Entropy generation due to buoyancy induced convection and conduction in a right angle trapezoidal enclosure filled with fluid saturated porous medium has been performed numerically. Left vertical solid wall of the trapezoidal enclosure has a finite thickness and conductivity. The outside temperature of the solid wall is higher than that of inclined wall, while horizontal walls are adiabatic. The governing Darcy and energy equations are solved numerically using a finite difference method. The study is performed for different governing parameters including the Rayleigh number ( 50 ⩽ Ra ⩽ 1000 ), inclination angle of the inclined wall of the enclosure ( γ = 35 ° , 45° and 60°), dimensionless thickness of the solid vertical wall ( S = 0.05 , 0.1 and 0.2), and thermal conductivity ratio ( k = 0.1 , 1.0 and 10).

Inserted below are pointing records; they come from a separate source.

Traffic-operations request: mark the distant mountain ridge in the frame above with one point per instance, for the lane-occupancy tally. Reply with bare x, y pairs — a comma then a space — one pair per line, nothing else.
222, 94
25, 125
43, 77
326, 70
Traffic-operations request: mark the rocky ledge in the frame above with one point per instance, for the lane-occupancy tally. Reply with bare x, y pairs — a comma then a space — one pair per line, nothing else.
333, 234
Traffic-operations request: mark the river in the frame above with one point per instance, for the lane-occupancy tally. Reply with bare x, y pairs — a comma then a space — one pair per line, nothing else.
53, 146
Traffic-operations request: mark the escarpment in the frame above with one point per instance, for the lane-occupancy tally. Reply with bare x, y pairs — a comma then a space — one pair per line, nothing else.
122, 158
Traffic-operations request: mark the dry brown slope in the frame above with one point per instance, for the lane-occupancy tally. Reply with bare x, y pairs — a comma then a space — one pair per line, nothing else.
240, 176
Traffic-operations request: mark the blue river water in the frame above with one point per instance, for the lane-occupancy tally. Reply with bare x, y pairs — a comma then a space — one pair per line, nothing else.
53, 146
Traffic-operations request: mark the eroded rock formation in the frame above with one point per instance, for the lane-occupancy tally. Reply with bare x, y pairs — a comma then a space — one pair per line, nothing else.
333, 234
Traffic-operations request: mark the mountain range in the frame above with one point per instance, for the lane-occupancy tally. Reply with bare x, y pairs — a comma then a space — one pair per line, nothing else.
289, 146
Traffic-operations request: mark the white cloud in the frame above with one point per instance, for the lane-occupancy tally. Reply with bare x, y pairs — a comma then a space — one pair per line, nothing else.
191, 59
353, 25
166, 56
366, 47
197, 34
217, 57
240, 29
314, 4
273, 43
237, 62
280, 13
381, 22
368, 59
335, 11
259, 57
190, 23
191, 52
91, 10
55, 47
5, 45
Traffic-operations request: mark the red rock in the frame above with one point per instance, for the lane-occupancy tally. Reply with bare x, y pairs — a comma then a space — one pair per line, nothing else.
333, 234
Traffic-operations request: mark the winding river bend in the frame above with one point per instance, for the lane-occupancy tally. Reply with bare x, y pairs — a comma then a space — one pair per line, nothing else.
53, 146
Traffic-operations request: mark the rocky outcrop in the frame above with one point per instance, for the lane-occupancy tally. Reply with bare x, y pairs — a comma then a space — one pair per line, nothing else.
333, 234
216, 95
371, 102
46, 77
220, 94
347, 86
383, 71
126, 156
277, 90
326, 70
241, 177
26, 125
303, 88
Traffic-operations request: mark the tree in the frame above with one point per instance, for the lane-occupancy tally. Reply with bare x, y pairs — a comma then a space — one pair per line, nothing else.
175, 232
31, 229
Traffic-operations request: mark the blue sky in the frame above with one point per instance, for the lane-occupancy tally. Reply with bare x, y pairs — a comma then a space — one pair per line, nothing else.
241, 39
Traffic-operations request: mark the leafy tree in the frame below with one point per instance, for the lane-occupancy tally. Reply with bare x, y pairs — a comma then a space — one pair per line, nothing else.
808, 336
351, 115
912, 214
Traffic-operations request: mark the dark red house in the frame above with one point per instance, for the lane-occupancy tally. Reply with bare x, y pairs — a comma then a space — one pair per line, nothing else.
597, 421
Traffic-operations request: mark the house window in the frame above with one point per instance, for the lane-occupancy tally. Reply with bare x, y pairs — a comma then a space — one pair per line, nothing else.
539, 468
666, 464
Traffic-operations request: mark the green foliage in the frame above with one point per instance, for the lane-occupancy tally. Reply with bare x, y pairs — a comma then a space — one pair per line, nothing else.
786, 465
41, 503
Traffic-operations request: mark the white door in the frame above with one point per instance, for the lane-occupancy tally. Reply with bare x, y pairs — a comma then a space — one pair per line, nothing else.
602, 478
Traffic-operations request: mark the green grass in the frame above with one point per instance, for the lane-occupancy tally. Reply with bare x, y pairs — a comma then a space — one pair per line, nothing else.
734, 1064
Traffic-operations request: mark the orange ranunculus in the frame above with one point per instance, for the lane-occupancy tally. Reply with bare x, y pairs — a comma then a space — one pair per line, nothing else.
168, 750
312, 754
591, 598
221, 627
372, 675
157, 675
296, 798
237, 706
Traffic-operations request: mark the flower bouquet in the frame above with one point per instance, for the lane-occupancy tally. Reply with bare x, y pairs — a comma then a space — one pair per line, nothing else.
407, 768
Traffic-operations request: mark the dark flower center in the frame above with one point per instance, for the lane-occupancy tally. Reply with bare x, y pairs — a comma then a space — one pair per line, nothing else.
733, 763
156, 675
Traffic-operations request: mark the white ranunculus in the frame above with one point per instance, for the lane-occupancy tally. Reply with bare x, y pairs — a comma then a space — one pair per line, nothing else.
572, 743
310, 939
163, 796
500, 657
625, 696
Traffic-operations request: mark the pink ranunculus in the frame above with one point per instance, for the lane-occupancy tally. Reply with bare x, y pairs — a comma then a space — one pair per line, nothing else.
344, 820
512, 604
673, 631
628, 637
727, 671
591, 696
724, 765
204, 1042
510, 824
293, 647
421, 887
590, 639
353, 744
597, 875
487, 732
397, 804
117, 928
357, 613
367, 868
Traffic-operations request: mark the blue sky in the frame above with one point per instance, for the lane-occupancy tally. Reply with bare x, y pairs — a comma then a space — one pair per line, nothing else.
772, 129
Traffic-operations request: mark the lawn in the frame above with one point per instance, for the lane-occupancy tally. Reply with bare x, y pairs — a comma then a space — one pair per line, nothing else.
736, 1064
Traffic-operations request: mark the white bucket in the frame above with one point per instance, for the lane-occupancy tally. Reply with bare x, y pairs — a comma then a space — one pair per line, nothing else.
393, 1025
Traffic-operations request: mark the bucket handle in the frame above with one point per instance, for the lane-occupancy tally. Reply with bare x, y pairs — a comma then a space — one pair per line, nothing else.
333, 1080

Entropy generation is calculated by using the obtained velocities and temperature distributions from the computer code. Results are presented for the Bejan number, local and mean Nusselt numbers, streamlines, isotherms, iso-Bejan lines and entropy generation contours. It is found that the most important parameters on heat transfer and fluid flow are thermal conductivity ratio and dimensionless thickness of the solid wall of the enclosure. Thus, these parameters also generate entropy for the whole system. It is also found that increasing the Rayleigh number decreases the Bejan number; however, heat transfer is an increasing function of Rayleigh number.